To feed your baby, you'll need a bottle to hold either expressed breast milk or infant formula. Make sure to secure the teat firmly with the bottle's collar to prevent any spills.

When warming the bottle, use a container filled with warm water. If you have other young children, keep it out of their reach for safety.

Having a bib or cloth on hand can also come in handy for wiping your baby's mouth during feeding.

How to bottle-feed your newborn baby

Here are some tips on how to bottle-feed your newborn.
  • 1

    Before feeding, make sure your baby is comfortable and their nappy is clean. If you can, remove any swaddling so that their hands can move freely.

  • 2

    Wash your hands. 

  • 3

    Take the bottle and any other equipment you need to where you'll feed your baby.

  • 4

    Check the temperature and flow of the milk by dropping a little on the inside of your wrist.

  • 5

    Sit in a comfortable position.
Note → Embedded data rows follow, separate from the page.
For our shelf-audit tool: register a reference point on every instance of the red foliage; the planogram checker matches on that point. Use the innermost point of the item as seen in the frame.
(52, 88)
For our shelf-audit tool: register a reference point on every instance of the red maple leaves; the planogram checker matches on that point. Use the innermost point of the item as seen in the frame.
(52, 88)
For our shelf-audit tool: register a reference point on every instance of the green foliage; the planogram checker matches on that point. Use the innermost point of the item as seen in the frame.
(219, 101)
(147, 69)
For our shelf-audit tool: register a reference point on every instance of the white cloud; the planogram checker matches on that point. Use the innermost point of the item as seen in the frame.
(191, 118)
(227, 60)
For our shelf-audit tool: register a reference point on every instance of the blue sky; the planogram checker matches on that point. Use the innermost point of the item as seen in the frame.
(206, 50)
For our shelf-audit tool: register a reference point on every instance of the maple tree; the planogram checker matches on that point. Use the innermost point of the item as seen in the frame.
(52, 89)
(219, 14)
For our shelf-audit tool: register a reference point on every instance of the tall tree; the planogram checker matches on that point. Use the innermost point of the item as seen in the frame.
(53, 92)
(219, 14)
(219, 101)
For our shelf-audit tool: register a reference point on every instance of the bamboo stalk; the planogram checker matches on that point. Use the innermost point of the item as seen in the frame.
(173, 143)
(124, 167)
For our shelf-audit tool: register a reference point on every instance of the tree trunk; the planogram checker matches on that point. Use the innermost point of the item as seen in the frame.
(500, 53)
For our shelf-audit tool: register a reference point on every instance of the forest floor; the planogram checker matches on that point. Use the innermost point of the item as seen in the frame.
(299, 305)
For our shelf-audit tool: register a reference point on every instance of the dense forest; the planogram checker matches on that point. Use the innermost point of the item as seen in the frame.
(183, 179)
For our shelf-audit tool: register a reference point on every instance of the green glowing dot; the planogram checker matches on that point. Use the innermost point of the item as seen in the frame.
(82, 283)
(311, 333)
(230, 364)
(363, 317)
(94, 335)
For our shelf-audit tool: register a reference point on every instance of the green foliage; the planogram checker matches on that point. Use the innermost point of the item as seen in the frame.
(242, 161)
Hold your baby in the crook of your arm and place the bib or towel under their chin.

  • 6

    Note the time when feeding begins – aim for between 20 to 30 minutes.

  • 7

    Put the teat to your baby’s lips and they will usually open their mouth.

  • 8

    Hold the bottle at an angle to prevent your baby sucking in air. Make sure the teat and neck of the bottle contain milk.

  • 9

    Make sure the teat is above your baby's tongue, and far enough back into their mouth so they can suck easily. You might be able to improve their suck by supporting their lower jaw. Just place two fingers gently under their chin. 

  • 10

    Encourage eye contact with your baby to build your relationship. Many babies also like to be quietly spoken to during the feed.

  • 11

    Keep an eye on your baby’s cues. About half way through the feed pause, sit your baby up, and help them to bring up wind by gently rubbing their back.

  • 12

    Similar to breastfeeding, you can alternative the side you are holding your baby on half way through the feed. This will help promote your baby’s development and allow them to see you from both directions.

  • 13

    If your baby falls asleep and you don't think they've had enough milk, unwrap them. Spend some time gently waking them by sitting them up.

  • 14

    After you've finished the feed, disassemble and wash the bottle and teat in hot soapy water and sterilise. It is important to sterilise the equipment until your baby is 12 months of age to reduce the risk of illness. If you cannot do this straight away, rinse the bottle and teat with cold water, so that it is easier to clean and sterilise when you do have time. 

What not to do during bottle-feeds

  • Avoid using a microwave oven to warm your baby's bottles, as it can be dangerous and is not recommended. Microwaves can heat milk unevenly, posing a risk of severe burns to your baby's mouth or throat.
  • Don't jiggle your baby's chin or squeeze their cheeks to try and make them drink.
  • Keep their feeding times reasonably short, preferably not exceeding 40 minutes. If your baby becomes distressed or falls asleep during this time, stop the feeding.
  • Never leave your baby unattended with their bottle propped up on a rolled-up towel or pillow. Baby may inhale or choke on the milk and this can also lead to milk entering your baby's ear canals, potentially causing ear infections.
  • Don't let your baby sleep with a bottle in their mouth. Pooled milk in their mouth may contribute to tooth decay and recurring ear infections.

Transporting newborn formula

The safest way to travel with formula is to take the premeasured cooled, boiled water and the powdered formula in separate containers and mix them when needed.

Warm the water by placing the bottle in a container of warm water. Once the water is warm, add the powder to the water, replace the bottle top and collar before shaking the bottle until the infant formula powder is well mixed with the water.

If you need to transport prepared formula or expressed breastmilk, it must be icy cold (5°C) when you leave the house.

Carry it in a thermal cool bag with a cooling brick to keep it cold. You must use the feed within two hours if you’re unable to refrigerate the bottle.

If able to refrigerate the bottle within the two hours’ travel time it can be stored for 24 hours from preparation time.